Mais le député mentionne le courage politique nécessaire pour avoir une politique de santé efficace en France. Il insiste ainsi sur la nécessité de «tenir fort contre ceux qui remettent en question la science» et prend l'exemple de la vaccination.

«Il y a un recul sur la vaccination qui est de presque une centaine d'années. La technique est sûre, elle fonctionne et on ne peut pas laisser des visions conspirationnistes prendre le pas sur la vérité: ça protège, ça empêche les gens de mourir ou de souffrir de conséquences irréversibles à cause de maladies évitables.»

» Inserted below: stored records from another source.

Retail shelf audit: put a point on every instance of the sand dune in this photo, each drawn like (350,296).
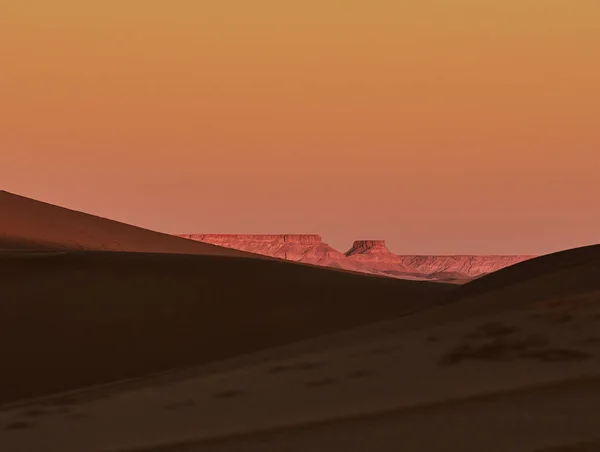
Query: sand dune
(228,353)
(27,224)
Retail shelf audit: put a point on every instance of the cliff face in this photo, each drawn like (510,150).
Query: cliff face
(367,256)
(469,266)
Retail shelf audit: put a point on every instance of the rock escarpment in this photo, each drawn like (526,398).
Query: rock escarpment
(367,256)
(305,248)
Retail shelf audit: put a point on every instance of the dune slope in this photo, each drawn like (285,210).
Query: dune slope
(78,318)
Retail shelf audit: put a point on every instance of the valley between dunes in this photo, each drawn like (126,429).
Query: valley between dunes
(119,339)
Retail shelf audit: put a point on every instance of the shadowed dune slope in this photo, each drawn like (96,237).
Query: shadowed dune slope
(27,224)
(70,319)
(530,270)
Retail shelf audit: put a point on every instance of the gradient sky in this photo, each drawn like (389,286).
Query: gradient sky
(443,126)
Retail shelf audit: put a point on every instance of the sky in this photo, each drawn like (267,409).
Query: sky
(442,126)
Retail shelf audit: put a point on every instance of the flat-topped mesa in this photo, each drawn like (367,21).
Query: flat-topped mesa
(361,246)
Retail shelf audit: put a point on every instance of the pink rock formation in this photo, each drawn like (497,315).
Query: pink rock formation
(367,256)
(376,257)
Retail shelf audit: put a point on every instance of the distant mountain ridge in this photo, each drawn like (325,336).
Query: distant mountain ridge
(367,256)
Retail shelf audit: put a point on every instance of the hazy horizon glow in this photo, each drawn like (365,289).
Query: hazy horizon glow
(446,126)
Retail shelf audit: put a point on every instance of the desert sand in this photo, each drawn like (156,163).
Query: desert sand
(365,256)
(223,353)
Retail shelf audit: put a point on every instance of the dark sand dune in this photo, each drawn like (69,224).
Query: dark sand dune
(81,318)
(512,369)
(27,224)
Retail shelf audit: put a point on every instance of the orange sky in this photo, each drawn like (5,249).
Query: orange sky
(443,126)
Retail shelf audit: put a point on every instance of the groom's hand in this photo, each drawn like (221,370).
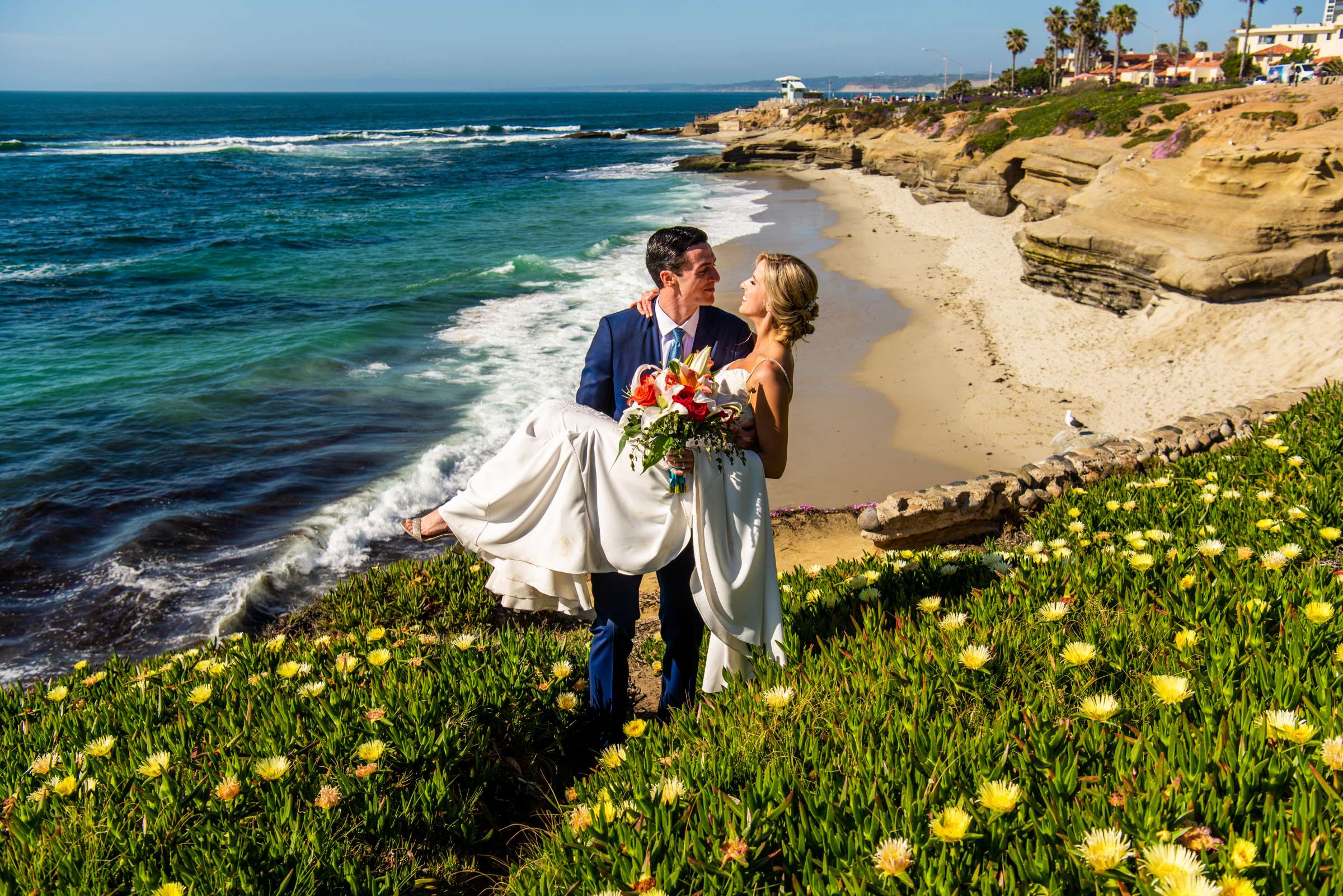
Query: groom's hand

Il considère également que le système de santé français pâtit d'un manque de projection dans l'avenir. Le député se montre ainsi favorable à l'amélioration de la prévention, et ce malgré qu'elle n'apporte «aucun gain politique pour celui qui la met en œuvre». Il appuie une fois encore le besoin de courage politique pour prendre des mesures «qui pourront apparaître comme des restrictions», mais qui permettront d'améliorer l'espérance de vie et la santé des citoyens.

«Il faut être courageux politiquement en faisant de la prévention. Dans les règles de la démocratie, les gens sont élus pour des résultats rapides. Le problème c'est que la prévention, c'est le temps long.
Prévenir en amont, c'est proposer des politiques qui restreignent [les gens] dans leur liberté. Il faut faire prendre conscience des mauvaises conduites. C'est du courage politique parce que les gens ne vont pas avoir de résultat immédiat sur leur bien-être, mais pourraient le ressentir comme une contrainte, un contrôle.»

M. Son-Forget est convaincu que la télémédecine va prendre de l'ampleur et enjoint l'État à réagir et à légiférer sur le sujet. Il plaide pour que les services de santé se «rationalisent» afin d'optimiser les ressources et devenir plus compétitifs:

«Les métiers de la santé vont devoir se réorganiser, monter en gamme en connaissances technologiques et numériques. Il faut préparer ce tournant. Ça veut dire que certaines choses vont pouvoir se faire à distance, dans le contrôle et le suivi.»

Une révolution numérique qui porte sa part de risque en termes d'indépendance, rappelle le député des Français installés à l'étranger:

«Les grands groupes du numérique s'emparent tous de la santé avec beaucoup d'investissement. Il faut bien penser cette mutation, savoir si elle sera aux mains des grands groupes ou des grandes nations. […] On peut envisager des changements pour le meilleur comme pour le pire.»

Le numérique pose selon lui la question de l'échelle à laquelle les problématiques de santé doivent être abordées. Le député considère ainsi que l'avènement probable de la télémédecine permettra d'avoir des avis médicaux en temps réel depuis n'importe quel pays et fuseau horaire. La disparition des contraintes géographiques impose donc à l'État d'envisager la santé comme un enjeu global.

«Si on anticipe qu'à une échelle française ou européenne, peut-être que demain de grands pôles de télémédecine prendront le pas sur cette gestion de la santé […] Il faut avoir le courage d'avoir une vision très globale de la santé.»

Joachim Son-Forget, à travers son expérience personnelle, promeut une politique innovante et consciente des enjeux mondiaux à la fois en éducation, où il insiste sur la nécessité d'innover, de personnaliser la méthode d'enseignement et d'évaluer les résultats, que sur les problématiques de santé où il appelle de ses vœux à plus de courage et de projection pour répondre aux problèmes actuels.